Im Sommer 2019 hat sie erstmals beim Rauchfrei-Telefon angerufen: "In welchen Situationen ich zur Zigarette greife, war eine der Fragen meiner Beraterin – um den Tag zu strukturieren und um mich zu belohnen." Statt mit einer Zigarette tut sie dies jetzt häufig mit einer Handvoll Heidelbeeren. "Motivierend war auch, dass ich mich relativ rasch energiegeladener gefühlt habe." Bei starkem Verlangen hat sie die 3-A-Technik angewandt: Ablenken. Abwarten (z. B. mit Bewegung, Atemtechnik). Abhauen (den Ort des Verlangens verlassen). Was ihr ein Anliegen ist: "Die Beratung am Rauchfrei-Telefon sollte auch in slawischen und türkischer Sprache angeboten werden."

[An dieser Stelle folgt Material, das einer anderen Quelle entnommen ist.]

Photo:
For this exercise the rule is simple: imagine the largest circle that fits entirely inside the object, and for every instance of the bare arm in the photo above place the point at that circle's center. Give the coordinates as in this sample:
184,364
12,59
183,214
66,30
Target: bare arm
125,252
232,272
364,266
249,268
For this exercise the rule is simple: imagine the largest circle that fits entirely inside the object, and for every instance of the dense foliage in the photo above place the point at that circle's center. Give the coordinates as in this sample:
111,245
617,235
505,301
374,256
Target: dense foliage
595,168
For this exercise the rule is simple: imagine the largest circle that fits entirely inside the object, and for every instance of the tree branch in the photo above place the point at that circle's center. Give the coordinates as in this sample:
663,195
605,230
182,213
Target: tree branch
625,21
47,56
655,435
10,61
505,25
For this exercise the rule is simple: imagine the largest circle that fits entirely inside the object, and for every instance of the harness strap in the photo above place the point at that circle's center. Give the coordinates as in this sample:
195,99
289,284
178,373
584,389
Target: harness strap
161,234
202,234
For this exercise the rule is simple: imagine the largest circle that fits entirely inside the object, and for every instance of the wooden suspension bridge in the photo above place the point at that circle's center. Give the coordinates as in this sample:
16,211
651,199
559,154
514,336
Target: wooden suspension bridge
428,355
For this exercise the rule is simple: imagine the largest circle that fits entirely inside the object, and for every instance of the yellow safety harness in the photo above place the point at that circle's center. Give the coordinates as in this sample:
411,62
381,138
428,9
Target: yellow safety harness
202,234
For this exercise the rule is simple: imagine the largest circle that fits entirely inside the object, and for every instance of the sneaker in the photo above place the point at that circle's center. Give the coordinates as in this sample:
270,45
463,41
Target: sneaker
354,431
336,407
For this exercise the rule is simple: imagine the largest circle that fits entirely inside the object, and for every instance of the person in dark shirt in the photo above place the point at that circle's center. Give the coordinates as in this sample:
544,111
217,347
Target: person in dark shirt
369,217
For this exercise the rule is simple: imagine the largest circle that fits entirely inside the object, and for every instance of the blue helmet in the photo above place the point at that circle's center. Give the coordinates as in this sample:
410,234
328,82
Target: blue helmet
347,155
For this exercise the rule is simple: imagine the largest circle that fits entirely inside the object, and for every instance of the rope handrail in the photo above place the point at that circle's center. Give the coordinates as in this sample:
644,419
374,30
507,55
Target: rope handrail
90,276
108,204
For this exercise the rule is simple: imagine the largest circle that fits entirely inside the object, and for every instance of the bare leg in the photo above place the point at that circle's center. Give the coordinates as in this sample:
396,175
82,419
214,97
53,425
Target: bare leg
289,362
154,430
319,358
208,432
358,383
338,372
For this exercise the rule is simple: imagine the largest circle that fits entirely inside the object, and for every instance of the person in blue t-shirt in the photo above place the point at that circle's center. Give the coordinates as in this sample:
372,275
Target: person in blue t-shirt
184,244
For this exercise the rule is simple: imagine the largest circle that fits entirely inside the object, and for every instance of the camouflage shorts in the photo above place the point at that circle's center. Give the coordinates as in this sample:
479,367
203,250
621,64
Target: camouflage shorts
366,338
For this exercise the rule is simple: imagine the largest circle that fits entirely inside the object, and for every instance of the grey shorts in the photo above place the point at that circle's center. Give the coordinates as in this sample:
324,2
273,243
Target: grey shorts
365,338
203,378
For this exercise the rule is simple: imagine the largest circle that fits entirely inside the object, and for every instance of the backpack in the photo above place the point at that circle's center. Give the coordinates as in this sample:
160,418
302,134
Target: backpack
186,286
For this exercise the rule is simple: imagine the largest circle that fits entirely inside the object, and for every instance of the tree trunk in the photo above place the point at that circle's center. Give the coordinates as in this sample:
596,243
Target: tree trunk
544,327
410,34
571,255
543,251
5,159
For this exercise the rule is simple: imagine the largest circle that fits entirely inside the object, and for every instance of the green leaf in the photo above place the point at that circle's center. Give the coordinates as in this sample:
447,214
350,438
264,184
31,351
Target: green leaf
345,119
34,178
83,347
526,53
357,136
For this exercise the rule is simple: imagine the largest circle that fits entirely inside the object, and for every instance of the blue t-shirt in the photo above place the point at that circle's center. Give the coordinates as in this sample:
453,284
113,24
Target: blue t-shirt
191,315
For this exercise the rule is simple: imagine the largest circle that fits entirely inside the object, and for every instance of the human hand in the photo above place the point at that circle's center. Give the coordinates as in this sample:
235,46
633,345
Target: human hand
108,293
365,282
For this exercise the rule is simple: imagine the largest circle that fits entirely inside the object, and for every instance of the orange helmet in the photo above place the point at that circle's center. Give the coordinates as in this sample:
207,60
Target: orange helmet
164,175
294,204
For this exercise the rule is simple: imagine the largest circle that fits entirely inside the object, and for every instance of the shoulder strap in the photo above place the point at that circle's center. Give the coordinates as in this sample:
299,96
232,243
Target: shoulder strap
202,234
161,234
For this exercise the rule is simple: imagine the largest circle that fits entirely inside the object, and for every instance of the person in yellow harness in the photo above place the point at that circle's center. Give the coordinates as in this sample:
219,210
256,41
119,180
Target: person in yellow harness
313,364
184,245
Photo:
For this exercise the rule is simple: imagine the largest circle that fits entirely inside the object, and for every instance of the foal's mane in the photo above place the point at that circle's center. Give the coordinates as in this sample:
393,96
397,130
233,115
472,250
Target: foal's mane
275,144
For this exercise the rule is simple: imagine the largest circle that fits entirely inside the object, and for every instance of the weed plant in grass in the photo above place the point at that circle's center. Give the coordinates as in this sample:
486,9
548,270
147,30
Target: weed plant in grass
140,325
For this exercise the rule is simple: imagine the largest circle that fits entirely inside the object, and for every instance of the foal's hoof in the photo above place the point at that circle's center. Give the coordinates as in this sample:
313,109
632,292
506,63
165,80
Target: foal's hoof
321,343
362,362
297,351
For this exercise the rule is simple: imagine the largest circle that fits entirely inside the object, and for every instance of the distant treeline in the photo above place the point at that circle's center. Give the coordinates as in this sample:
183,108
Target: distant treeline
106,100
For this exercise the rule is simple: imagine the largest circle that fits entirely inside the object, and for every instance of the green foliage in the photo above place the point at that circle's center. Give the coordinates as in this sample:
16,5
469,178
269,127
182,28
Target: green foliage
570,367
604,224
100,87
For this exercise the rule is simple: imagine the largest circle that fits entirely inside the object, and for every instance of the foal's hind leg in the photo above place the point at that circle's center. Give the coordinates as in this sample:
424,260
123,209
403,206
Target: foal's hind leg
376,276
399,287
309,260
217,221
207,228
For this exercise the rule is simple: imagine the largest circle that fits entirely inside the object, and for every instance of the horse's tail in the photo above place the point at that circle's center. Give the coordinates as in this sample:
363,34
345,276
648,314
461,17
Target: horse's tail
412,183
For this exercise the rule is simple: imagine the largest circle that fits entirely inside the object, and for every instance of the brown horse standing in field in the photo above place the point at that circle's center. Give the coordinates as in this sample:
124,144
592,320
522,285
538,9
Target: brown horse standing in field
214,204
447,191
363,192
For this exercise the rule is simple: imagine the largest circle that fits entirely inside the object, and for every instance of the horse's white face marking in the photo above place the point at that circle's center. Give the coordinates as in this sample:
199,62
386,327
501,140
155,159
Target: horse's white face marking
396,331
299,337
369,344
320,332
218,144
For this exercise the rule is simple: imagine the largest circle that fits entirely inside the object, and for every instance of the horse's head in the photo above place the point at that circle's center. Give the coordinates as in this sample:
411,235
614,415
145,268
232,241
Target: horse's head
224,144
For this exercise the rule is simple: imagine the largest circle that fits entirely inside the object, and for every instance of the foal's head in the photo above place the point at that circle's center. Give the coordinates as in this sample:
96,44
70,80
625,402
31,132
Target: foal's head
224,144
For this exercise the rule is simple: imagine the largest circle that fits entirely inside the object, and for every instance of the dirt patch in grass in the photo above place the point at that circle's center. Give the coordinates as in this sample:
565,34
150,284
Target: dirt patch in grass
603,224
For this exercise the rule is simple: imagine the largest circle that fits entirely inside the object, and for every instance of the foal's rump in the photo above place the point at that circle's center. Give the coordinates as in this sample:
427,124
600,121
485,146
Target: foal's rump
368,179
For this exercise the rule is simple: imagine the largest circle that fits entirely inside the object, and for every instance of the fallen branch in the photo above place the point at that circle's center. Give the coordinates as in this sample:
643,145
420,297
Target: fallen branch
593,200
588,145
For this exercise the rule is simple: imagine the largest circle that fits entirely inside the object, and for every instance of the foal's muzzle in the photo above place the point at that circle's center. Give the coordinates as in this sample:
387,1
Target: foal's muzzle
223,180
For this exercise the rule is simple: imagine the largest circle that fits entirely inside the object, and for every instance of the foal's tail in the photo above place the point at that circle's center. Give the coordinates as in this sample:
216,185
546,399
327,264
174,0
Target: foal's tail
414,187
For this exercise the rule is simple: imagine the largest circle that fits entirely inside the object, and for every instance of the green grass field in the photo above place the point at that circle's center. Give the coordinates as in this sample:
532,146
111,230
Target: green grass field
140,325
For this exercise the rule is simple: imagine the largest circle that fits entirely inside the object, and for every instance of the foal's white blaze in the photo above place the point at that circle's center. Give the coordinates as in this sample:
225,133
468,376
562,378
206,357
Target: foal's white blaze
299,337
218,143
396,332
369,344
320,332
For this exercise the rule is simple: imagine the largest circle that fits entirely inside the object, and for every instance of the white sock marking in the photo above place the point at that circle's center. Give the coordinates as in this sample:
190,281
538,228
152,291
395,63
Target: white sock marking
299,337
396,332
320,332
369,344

"Das Rauchen ging mir schon lange auf die Nerven"
Rauchfrei seit Oktober 2018. 37 Jahre lang hat Manfred Kellerer, 56, Maschineneinsteller in einem Kunststoff produzierenden Unternehmen, geraucht – zuletzt rund ein Packerl am Tag. "Das Rauchen ging mir schon lange auf die Nerven, aber es war halt doch ein Genuss dabei, und so habe ich den Entschluss aufzuhören immer wieder aufgeschoben." Solange, bis in seiner Firma über die (damals niederösterreichische) Krankenkasse ein Betriebsprogramm zur Raucherentwöhnung angeboten wurde. In Gesprächen mit einem Arzt und Psychologen wurde sein Rauchverhalten analysiert und Alternativen aufgezeigt.
Seit dem 23.10.2018 hat er nicht mehr geraucht – sieht man von seinen geträumten Zigaretten ab. "Diese Träume waren so intensiv, dass ich in der Früh nachdenken musste, ob das jetzt Realität war oder nicht." Auch Verlangensattacken hat er erlebt: "Aber nach zwei, drei Minuten waren sie wieder vorbei." Nikotinspray und -pflaster haben ihm in den ersten drei bis vier Monaten geholfen. "In der ersten Zeit habe ich als Ausgleich zum Kaffee auch mehr Süßes gegessen. Aber ich bin schon dabei, durch mehr Spaziergänge mit meinem Hund und Radfahren das Gewicht zu reduzieren."